2012 Honorary Lecturer

Near Surface

Rick Miller

Kansas Geological Survey, Lawrence, Kansas, USA

Near-surface seismic: More than a problem of scale

 
Abstract

HL Rick Miller

Over the last 30 years, various seismic techniques have been successfully used to unravel some of the most intriguing and challenging near-surface problems faced by geologists, hydrologists, and engineers. In general, geophysicists define the near-surface as the upper few hundred meters of the Earth's surface. With the unique behavior and wavefield characteristics commonly observed on seismograms at time-depths as great as 1 km, I define the upper 1 km as near-surface for this discussion.
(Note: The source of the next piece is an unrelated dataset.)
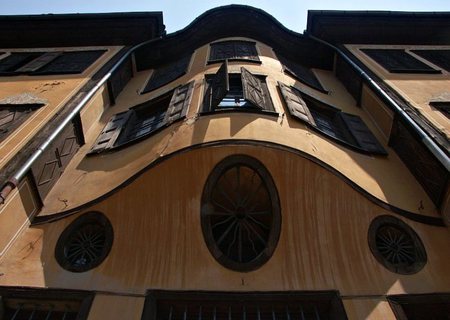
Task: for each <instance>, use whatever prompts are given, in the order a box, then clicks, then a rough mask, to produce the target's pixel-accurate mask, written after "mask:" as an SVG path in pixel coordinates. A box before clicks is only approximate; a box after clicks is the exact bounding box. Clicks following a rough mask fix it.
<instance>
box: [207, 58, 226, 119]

Within this upper 1 km of the Earth's crust, many assumptions central to conventional exploration approaches are invalid. Adapting conventional seismic techniques to near-surface applications requires more than simple scaling to accurately and confidently image or characterize the shallow subsurface.

It seems intuitive that considerations, concepts, and workflows for the seismic wavefield should scale consistent with depth; however, making that assumption has led some to incorrectly conclude that inherent limitations of the seismic-reflection method make it unreliable at shallow depths and associated higher frequencies. High-frequency near-surface applications of the method do have some inherent limitations, but they are related to resolution. Resolution limitations stem from both the Earth's preferential attenuation of higher frequencies and its relatively rapid changes in physical properties, both vertically and horizontally, in the near-surface. In this talk, I present key aspects of both acquisition and processing, focusing on differences between the approaches and the most important considerations that distinguish high-resolution from conventional imaging.
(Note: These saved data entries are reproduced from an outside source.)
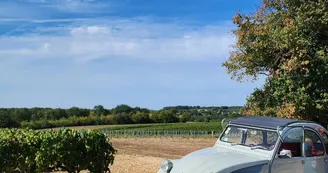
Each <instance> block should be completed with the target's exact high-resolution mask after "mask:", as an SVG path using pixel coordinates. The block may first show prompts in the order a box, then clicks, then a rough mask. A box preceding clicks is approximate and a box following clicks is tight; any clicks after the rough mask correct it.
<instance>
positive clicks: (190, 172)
mask: <svg viewBox="0 0 328 173" xmlns="http://www.w3.org/2000/svg"><path fill="white" fill-rule="evenodd" d="M267 163H268V159H267V158H263V157H258V156H253V155H250V154H246V153H242V152H236V151H234V150H230V149H227V148H223V147H210V148H205V149H202V150H199V151H196V152H193V153H190V154H188V155H186V156H185V157H183V158H182V159H180V160H176V161H175V162H174V163H173V169H172V171H171V173H193V172H194V173H196V172H197V173H210V172H213V173H225V172H226V173H228V172H232V171H236V170H239V169H242V168H247V167H252V166H256V165H265V164H267Z"/></svg>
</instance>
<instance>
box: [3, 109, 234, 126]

The bane of both conventional and near-surface seismic-reflection surveying is surface waves. Over the last decade, surface waves have transformed from noise to signal for many near-surface applications. This evolution has allowed the entire seismic wavefield to become signal for near-surface practitioners. My presentation includes examples of enhancement techniques that have been and are being tailored to each wave type, providing better and more redundant characterization for an ever-increasing range of near-surface settings.
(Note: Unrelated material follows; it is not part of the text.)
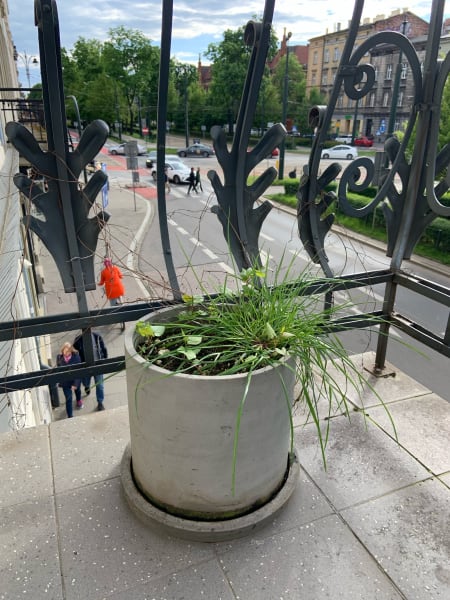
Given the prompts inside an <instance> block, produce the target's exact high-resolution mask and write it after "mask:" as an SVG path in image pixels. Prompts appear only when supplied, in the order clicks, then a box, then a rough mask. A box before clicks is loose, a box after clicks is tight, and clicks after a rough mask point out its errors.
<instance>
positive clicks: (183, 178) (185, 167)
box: [152, 156, 191, 184]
Seismic wavefield characteristics uniquely associated with the near surface include an extremely large velocity gradient, a high percentage of dispersive energy within the optimum recording window, high attenuation coefficients, lateral heterogeneity of physical properties, and minimal modal and wave separation. This talk will highlight some of the most troublesome problems and the associated solutions developed to accurately interrogate the near surface with seismic methods.